Written by Benedict XVI on Friday, 01 January 2010. Posted in Pope’s addresses

2010Here are excerpts from the address Pope Benedict XVI delivered January 3, 2010, before praying the midday Angelus with the pilgrims gathered in St. Peter’s Square:

Dear Brothers and Sisters, on this Sunday, the second after Christmas and the first of the New Year, I am glad to renew to all my wishes for every good in the Lord! Problems are not lacking in the Church and in the world, as well as in the daily life of families, but thanks be to God our hope is not based on improbable predictions or financial forecasts, however important these may be. Our hope is in God, not in the sense of a generic religiosity or a fatalism cloaked in faith. We trust in God who revealed completely and definitively in Jesus Christ his desire to be with human beings, to share in our history, to guide us all to his Kingdom of love and life. And this great hope enlivens and at times corrects our human hopes. (…)

Dear friends, this is the true reason for humanity’s hope: history has meaning because it is "inhabited" by the Wisdom of God. And yet the divine plan is not automatically implemented because it is a plan of love, and love generates freedom and requires freedom. The Kingdom of God certainly comes, indeed it is already present in history and, thanks to Christ’s coming, has already conquered the negative power of the Evil One.

However, all men and women are responsible for welcoming him into their own lives, day after day. Therefore even the year 2010 will be "good" to the extent that each of us, according to his or her own responsibilities, can work with God’s grace.

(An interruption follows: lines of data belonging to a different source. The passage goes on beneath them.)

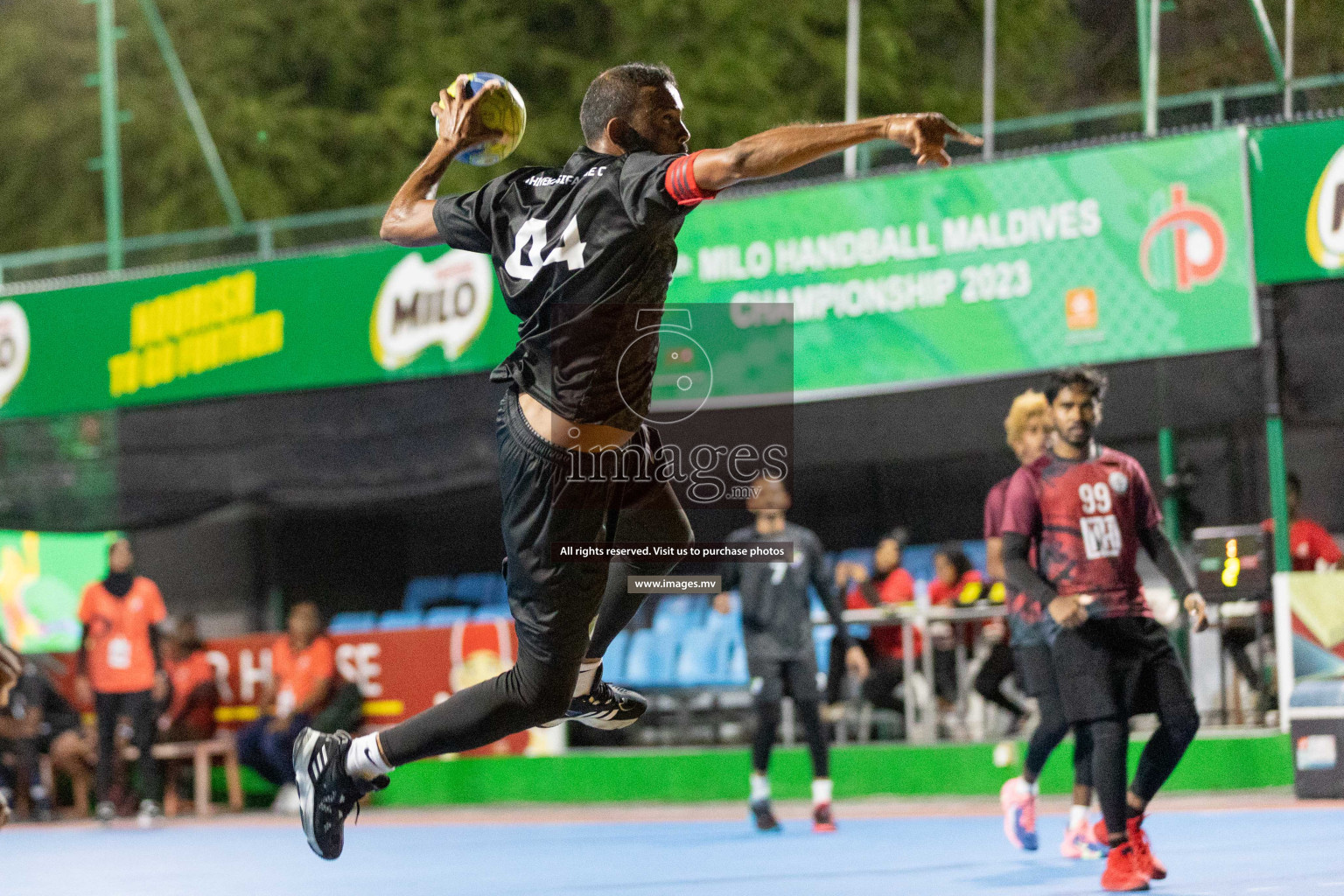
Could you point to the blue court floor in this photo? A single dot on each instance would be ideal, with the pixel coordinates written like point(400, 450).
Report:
point(1225, 852)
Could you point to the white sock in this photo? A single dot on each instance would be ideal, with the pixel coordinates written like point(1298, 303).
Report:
point(760, 788)
point(822, 788)
point(366, 758)
point(588, 672)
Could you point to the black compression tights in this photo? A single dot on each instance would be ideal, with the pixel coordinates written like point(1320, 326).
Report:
point(767, 725)
point(1110, 745)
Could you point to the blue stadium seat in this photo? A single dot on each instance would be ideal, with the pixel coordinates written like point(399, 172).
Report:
point(426, 590)
point(480, 587)
point(348, 622)
point(401, 620)
point(637, 660)
point(695, 662)
point(446, 617)
point(613, 662)
point(822, 637)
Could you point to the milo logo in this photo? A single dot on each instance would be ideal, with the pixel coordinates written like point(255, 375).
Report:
point(14, 346)
point(444, 303)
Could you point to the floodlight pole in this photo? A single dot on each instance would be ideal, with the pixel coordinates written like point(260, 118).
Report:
point(987, 130)
point(198, 120)
point(1155, 32)
point(851, 82)
point(1289, 25)
point(109, 163)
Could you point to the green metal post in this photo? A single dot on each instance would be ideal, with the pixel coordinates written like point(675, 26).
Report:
point(1171, 507)
point(1278, 494)
point(110, 160)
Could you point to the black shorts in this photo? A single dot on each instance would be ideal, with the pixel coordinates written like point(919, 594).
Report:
point(773, 679)
point(1035, 670)
point(551, 494)
point(1120, 668)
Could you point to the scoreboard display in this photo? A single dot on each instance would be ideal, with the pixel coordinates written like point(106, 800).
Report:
point(1233, 564)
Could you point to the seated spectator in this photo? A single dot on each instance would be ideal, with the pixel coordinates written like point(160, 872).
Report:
point(303, 677)
point(39, 723)
point(1311, 546)
point(889, 584)
point(190, 710)
point(955, 582)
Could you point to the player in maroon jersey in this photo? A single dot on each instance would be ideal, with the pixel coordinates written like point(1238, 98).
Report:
point(1088, 509)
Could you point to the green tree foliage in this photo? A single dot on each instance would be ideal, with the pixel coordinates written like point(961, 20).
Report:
point(324, 103)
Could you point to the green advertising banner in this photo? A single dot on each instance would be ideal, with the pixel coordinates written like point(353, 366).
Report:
point(305, 323)
point(42, 578)
point(1095, 256)
point(1298, 200)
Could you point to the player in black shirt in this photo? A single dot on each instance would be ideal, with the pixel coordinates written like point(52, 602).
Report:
point(584, 256)
point(781, 659)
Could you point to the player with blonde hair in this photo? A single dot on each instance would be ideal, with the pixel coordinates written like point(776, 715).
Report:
point(1028, 431)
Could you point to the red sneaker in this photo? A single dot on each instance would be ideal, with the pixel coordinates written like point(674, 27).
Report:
point(1143, 850)
point(1124, 873)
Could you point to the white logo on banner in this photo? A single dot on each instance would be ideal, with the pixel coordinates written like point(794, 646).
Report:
point(423, 304)
point(14, 346)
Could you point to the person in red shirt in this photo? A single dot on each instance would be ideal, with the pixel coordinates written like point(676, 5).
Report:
point(1088, 509)
point(889, 584)
point(1311, 546)
point(303, 665)
point(190, 713)
point(120, 670)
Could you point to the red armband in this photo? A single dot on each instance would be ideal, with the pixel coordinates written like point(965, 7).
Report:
point(680, 182)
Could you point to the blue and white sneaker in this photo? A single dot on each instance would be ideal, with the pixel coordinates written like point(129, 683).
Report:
point(1019, 806)
point(327, 793)
point(605, 705)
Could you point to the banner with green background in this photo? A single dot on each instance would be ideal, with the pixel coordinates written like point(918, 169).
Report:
point(304, 323)
point(1095, 256)
point(1298, 200)
point(1109, 254)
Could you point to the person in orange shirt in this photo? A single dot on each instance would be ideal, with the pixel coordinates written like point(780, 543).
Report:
point(889, 584)
point(190, 712)
point(303, 665)
point(1311, 546)
point(953, 579)
point(122, 673)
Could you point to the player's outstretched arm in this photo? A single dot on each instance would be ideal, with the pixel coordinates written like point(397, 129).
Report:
point(1173, 570)
point(410, 218)
point(782, 150)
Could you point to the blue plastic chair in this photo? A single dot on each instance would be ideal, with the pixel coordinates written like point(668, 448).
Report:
point(822, 637)
point(613, 662)
point(639, 659)
point(480, 587)
point(695, 662)
point(350, 622)
point(401, 620)
point(446, 617)
point(426, 590)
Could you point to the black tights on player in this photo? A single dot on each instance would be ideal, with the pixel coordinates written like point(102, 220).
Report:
point(1110, 745)
point(767, 725)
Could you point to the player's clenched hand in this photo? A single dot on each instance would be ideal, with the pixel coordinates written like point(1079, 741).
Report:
point(1198, 610)
point(10, 670)
point(456, 118)
point(857, 662)
point(1068, 610)
point(927, 135)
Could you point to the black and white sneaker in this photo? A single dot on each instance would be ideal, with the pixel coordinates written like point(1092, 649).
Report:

Thus let us turn to the Virgin Mary to learn this spiritual disposition from her. The Son of God did not take flesh from her without her consent. Every time the Lord wants to take a step forward with us toward the "promised land", he first knocks at our hearts. He waits, so to speak, for our "yes", in small decisions as in important ones. May Mary help us always to accept God’s will with humility and courage, so that the trials and suffering of life may help to hasten the coming of his Kingdom of justice and peace.